Many deaths in industrial accidents occur in coal-mines and factories, where owners and operators engage in cost-cutting which affects safety standards. But analysts say cost-cutting is no longer the chief problem in implementing the government's plans for better safety conditions.
"Now the challenge for the Chinese government is providing these regulatory authorities with the resources they need, and it's not just financial," said Richard Ferris, of the Washington law firm Beveridge & Diamond, which specializes in China's environmental, health, and safety law.
"It's also personnel and expertise.
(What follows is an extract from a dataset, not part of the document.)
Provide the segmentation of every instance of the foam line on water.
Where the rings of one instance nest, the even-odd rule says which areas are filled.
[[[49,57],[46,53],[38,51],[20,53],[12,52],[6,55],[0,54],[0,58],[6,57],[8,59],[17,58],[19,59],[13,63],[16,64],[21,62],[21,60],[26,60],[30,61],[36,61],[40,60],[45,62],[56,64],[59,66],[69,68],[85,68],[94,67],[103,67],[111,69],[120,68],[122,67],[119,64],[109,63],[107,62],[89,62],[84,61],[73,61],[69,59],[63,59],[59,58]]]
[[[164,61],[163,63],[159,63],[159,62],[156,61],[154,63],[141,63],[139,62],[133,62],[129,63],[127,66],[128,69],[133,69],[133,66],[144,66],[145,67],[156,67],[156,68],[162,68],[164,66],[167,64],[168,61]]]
In other words, the capacity to be able to address what are, as you know, the huge numbers of accidents and also just general training needs throughout the country," Ferris said.
Actual numbers could be higher
Some experts believe the safety problem actually exceeds the horrific numbers reported in the official press.
"Our problem right now is that we don't have good data to really evaluate these things and track them over time, but my suspicion would be that these numbers really are only the starting point of what's really going on," O'Rourke said.
She said corruption among local officials meant that regulators had a disincentive to regulate these facilities, as local governments seek to promote local investment in order to bring jobs and new tax revenues to their areas.
"That has made it so the government is not in all cases doing its job of really seriously regulating these risks to Chinese workers and to the Chinese community," O'Rourke said.
Garrett Brown, a researcher on labor conditions in China and Mexico, said China's booming economy and its increasingly acute energy problems were prompting local governments to reopen unsafe mines or to skip safety procedures in the quest to satisfy the country's skyrocketing demand for power.